Foot Note: Tour Rally Semarang - Ambarawa (29 Mei 2010)

Aku rasa kali ini aku sangat tepat dalam memberikan judul Foot Note-ku karena memang sebagian besar spot-spot wisata di Ambarawa dan Semarang aku kunjungi dalam 1 hari saja....10 tempat wisata sekaligus! Bisa dibayangkan betapa melelahkannya perjalananku kali ini.

Goa Maria Kerep

Tempat doa ini terletak di Kab. Ambarawa (kisaran 2 jam perjalanan dengan mobil dari Semarang). Berbeda dengan Goa Maria Pohsarang - Kediri yang pernah aku kunjungi sebelumnya, Goa Maria Kerep lebih kecil. Begitu turun dari kendaraan yang kutumpangi, aku langsung disambut ibu-ibu penjual lilin dan bunga segar potong untuk dipersembahkan di altar Bunda Maria.

Suasana Goa Maria Kerep pada saat itu cukup ramai. Ada beberapa rombongan dari luar kota yang datang berkunjung untuk berziarah. Selain itu, ada juga rombongan anak-anak TK yang mengadakan kebaktian padang di sana.

Letaknya yang di daerah berbukitan membuat udara di Goa Maria Kerep sejuk dan pada saat berdoa sayup-sayup terdengar suara arus air sungai yang mengalir. Benar-benar menciptakan suasana yang hening untuk berdoa.

Museum Kereta Api

Museum ini terletak 12 Km dari Goa Maria Kerep. Museum ini dahulunya merupakan sebuah stasiun yang dibangun oleh Willem I untuk memudahkan transportasi, oleh karenanya museum ini juga dikenal dengan sebutan stasiun Willem I.

Museum terbagi menjadi 3, yakni: lorong kiri, bangunan pada bagian tengah, dan lorong kanan. Pada lorong kanan terdapat belasan gerbong kereta api kuno yang ditata sedemikian rupa sehingga menarik untuk dijadikan obyek fotografi. Pada bagian tengah yang berupa bangunan, difungsikan menjadi ruang pamer museum (spare part kereta api kuno, mesin hitung kuno, telepon kuno, dll). Sedangkan pada lorong kiri, terdapat beberapa benda kuno lainnya seperti jam dinding dan lampu mercusuar.

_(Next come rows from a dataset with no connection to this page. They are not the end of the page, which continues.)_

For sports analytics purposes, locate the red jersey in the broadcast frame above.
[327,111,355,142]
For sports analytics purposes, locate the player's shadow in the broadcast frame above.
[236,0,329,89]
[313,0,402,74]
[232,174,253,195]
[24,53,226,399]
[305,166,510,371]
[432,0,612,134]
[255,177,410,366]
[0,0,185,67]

Di museum ini pula terdapat kereta api uap bergigi yang merupakan satu-satunya di dunia yang masih bisa dioperasikan. Hanya sayangnya waktu aku di sana, kereta uap tersebut baru dioperasikan pukul 2 siang, sedangkan masih banyak tempat lain yang ingin kukunjungi pada hari itu.

Rawa Pening

Jujur, aku sudah mempersiapkan mental untuk ke Rawa Pening. Mempersiapkan mental untuk kecewa karena referensi dari beberapa orang yang sudah berkunjung ke tempat ini tidak begitu bagus. Tetapi karena salah satu teman seperjalananku hendak berkunjung ke rumah sanak keluarganya yang terletak bersampingan dengan Rawa Pening, aku pikir tidak ada salahnya untuk menengok tempat ini.

Ternyata tidak seburuk yang disampaikan. Rawa yang terletak di area seluas 2.670 Ha ini dikelilingi oleh gunung. Gulungan awan berwarna putih keperakan berarak-arak seiring hembusan angin sepoi-sepoi. Aku melihat beberapa orang nelayan sedang asyik menebar jala, sedangkan yang lainnya sedang mengayuh perahunya ke arah tengah telaga. Aku memanjakan mataku sambil memandang gunung yang dipenuhi oleh pepohonan hijau, telaga yang berair tenang. Sungguh sangat menenangkan, jauh dari hiruk pikuk perkotaan.

Berdasarkan legenda, Rawa Pening terbentuk dari kemarahan seorang pemuda miskin bernama Jaka Baru Klinting. Jaka Baru Klinting adalah seorang yang sakti, namun ia dikutuk oleh seorang penyihir jahat sehingga dia mempunyai luka di sekujur tubuhnya yang tidak pernah mengering. Jaka Baru Klinting berkelana untuk mencari orang yang dapat menyembuhkannya. Berdasarkan mimpi, ia akan disembuhkan oleh seorang janda baik hati.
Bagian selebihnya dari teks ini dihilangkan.